Em abril, o Tribunal de Justiça Europeu decidiu suspender a Diretiva de Retenção de Dados estabelecida desde 2006, após ataques terroristas em Madri, por considerar que há brechas jurídicas para coleta de dados que violam a privacidade das pessoas, como hábitos da vida cotidiana, locais de residência permanentes ou temporários, os deslocamentos diários, atividades exercidas, relações sociais e meios sociais frequentados.
Após as manifestações de junho de 2013 no Brasil, o governo do estado do Rio de Janeiro criou a Comissão Especial de Investigação de Atos de Vandalismo em Manifestações (CEIV), que previa o repasse de dados por parte das operadoras de telecomunicação em 24 horas e sem mandado judicial. Após pressão da sociedade civil e da Ordem dos Advogados do Brasil (OAB), o texto foi alterado: “As empresas operadoras de telefonia e provedores de internet darão prioridade para o atendimento dos pedidos de informações formulados pela CEIV ou decorrentes de ordem judicial nos casos de sigilo previstos na legislação”.
Ao propor uma reflexão sobre a retenção de dados por parte da NSA ou questionar a exposição de dados em sites governamentais sobre pessoas físicas, Henrique Parra faz uma diferenciação entre a divulgação dos documentos secretos realizada pelo Wikileaks e a exposição de dados de pessoas físicas. “O Wikileaks trabalha com uma ideia de transparência aplicada a governos e grandes corporações. Uma diferença fundamental é pensar em uma assimetria das relações de poder. O Wikileaks trabalha com transparência para governos, que têm um dever de publicização. Eles respondem por isso, faz parte da democracia. E as corporações, na medida em que fazem ações que têm impacto sobre a sociedade, também devem prestar contas”.
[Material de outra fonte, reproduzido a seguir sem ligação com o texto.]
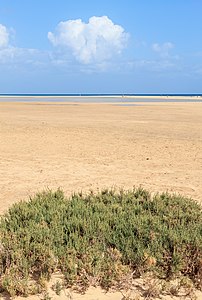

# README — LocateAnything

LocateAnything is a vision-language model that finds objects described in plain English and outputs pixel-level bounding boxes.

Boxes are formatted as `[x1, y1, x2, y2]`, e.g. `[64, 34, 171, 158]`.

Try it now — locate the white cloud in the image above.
[0, 24, 9, 48]
[48, 16, 128, 64]
[152, 42, 174, 57]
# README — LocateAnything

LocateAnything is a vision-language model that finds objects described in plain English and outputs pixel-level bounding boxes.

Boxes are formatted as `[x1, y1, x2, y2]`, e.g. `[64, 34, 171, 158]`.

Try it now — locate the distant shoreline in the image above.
[0, 94, 202, 104]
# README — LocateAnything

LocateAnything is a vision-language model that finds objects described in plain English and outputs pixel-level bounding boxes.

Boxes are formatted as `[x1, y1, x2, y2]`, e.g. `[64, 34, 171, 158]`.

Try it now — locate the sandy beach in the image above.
[0, 102, 202, 299]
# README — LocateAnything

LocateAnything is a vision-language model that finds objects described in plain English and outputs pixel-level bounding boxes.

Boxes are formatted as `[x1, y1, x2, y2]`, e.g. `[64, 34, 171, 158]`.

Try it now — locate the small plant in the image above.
[0, 188, 202, 300]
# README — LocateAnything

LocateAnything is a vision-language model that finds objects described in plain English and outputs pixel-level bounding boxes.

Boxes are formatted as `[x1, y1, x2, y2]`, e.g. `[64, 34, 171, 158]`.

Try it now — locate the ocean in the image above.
[0, 94, 202, 103]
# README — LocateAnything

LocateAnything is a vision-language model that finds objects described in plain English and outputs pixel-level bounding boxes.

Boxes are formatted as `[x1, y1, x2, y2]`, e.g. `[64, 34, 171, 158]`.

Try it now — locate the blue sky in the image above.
[0, 0, 202, 93]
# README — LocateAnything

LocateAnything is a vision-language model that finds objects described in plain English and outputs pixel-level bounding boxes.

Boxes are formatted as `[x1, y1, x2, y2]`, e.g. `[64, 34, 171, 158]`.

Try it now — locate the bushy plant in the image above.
[0, 188, 202, 296]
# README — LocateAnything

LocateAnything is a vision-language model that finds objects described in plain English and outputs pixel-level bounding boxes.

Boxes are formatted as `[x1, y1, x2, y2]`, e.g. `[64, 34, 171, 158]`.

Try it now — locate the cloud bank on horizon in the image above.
[0, 0, 202, 93]
[48, 16, 129, 64]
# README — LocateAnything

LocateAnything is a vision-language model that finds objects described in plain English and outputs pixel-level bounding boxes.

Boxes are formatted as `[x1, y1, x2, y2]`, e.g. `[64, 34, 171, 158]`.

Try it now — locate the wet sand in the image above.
[0, 102, 202, 300]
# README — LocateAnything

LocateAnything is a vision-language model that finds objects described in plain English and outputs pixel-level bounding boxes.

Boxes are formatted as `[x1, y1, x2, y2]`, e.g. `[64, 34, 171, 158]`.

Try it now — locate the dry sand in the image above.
[0, 102, 202, 300]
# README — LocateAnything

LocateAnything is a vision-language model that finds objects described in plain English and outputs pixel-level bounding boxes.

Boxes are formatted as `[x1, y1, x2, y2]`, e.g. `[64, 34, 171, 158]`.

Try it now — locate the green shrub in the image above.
[0, 188, 202, 296]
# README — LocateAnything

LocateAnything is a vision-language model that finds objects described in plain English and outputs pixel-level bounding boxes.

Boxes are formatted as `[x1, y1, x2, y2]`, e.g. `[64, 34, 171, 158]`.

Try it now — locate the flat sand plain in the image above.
[0, 102, 202, 299]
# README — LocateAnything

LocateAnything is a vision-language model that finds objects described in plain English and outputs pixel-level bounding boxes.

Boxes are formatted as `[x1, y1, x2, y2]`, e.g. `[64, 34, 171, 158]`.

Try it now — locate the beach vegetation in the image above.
[0, 187, 202, 299]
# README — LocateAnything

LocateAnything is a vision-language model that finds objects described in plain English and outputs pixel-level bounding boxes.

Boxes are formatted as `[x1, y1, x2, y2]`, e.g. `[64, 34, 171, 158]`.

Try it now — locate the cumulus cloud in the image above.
[152, 42, 174, 57]
[48, 16, 128, 64]
[0, 24, 9, 49]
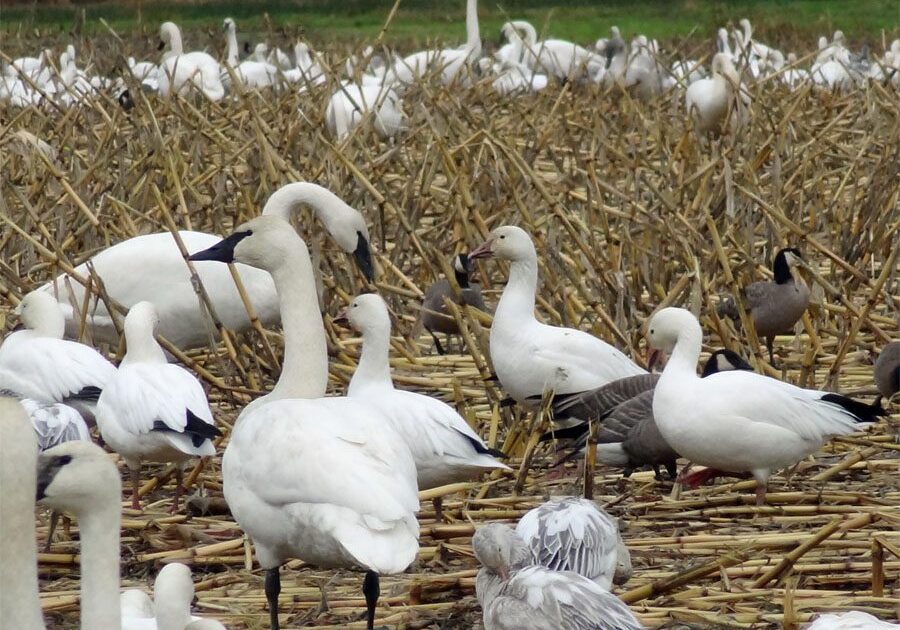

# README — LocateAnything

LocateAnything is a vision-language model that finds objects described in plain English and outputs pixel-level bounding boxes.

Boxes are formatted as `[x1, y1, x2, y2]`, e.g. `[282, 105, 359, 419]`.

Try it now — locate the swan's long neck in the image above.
[77, 499, 122, 630]
[225, 27, 238, 66]
[466, 0, 481, 57]
[663, 320, 703, 378]
[347, 321, 394, 396]
[494, 257, 537, 325]
[262, 182, 356, 253]
[268, 241, 328, 400]
[0, 398, 44, 630]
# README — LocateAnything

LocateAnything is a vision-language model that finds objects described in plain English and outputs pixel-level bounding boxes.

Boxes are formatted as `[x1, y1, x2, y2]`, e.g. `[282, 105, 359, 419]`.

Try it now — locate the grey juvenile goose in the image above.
[552, 350, 753, 479]
[717, 247, 809, 363]
[416, 254, 488, 354]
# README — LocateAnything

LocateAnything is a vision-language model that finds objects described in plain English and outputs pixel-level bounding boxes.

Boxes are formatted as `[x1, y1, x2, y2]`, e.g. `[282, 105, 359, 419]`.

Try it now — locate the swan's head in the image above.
[647, 306, 702, 364]
[36, 440, 122, 516]
[153, 562, 194, 627]
[702, 350, 753, 378]
[472, 523, 532, 581]
[469, 225, 537, 262]
[189, 214, 307, 273]
[15, 291, 66, 339]
[334, 293, 391, 336]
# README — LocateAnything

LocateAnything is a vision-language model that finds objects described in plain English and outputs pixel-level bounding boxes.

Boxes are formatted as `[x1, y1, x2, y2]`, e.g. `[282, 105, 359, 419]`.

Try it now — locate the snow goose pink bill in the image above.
[191, 216, 419, 630]
[472, 523, 643, 630]
[469, 225, 646, 403]
[337, 293, 509, 519]
[647, 307, 884, 505]
[97, 302, 221, 512]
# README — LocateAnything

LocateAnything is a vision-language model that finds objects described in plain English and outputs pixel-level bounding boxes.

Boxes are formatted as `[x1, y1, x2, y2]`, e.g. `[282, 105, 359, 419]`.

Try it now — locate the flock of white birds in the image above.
[0, 0, 900, 138]
[0, 0, 900, 630]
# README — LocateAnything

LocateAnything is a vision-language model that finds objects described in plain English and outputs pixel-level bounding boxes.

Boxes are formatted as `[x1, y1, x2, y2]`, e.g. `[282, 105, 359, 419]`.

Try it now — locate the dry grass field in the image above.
[0, 17, 900, 630]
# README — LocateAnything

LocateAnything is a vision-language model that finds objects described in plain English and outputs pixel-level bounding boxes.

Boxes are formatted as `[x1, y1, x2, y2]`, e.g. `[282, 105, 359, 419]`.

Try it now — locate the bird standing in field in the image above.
[97, 302, 221, 512]
[717, 247, 810, 365]
[413, 254, 488, 354]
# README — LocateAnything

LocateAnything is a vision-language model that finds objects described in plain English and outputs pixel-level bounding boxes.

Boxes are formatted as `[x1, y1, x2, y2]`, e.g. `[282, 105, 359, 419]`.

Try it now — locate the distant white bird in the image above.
[222, 18, 279, 89]
[338, 293, 509, 520]
[157, 22, 225, 101]
[469, 225, 645, 402]
[325, 81, 404, 140]
[516, 497, 631, 590]
[97, 302, 221, 512]
[0, 291, 116, 419]
[386, 0, 481, 85]
[0, 396, 45, 630]
[472, 523, 643, 630]
[647, 307, 884, 505]
[191, 216, 419, 630]
[684, 52, 750, 135]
A distinção também é feita pela jornalista Natália Viana, da Pública, uma agência de reportagem e jornalismo investigativo sem fins lucrativos e responsável pelo Wikileaks no Brasil. “A liberação de dados não tem nada a ver com privacidade. Os vazamentos são relatórios oficiais aos quais já tinham acesso 2,5 milhões de pessoas. Os documentos revelaram inúmeros abusos de poder, mostraram espionagens do governo americano a integrantes da ONU, como cartão de crédito e DNA, em nome de empresas e governos. Mostrou como funciona a política a portas fechadas”, comenta. Viana também confirmou a tentativa de censura sofrida por Julian Assange em sua participação durante o NetMundial, a qual classificou como “excesso de zelo do governo brasileiro”, após ministros receberem ligações do Estado americano de que tal participação seria uma indelicadeza, o que atrasou por alguns minutos o debate do qual Assange participaria.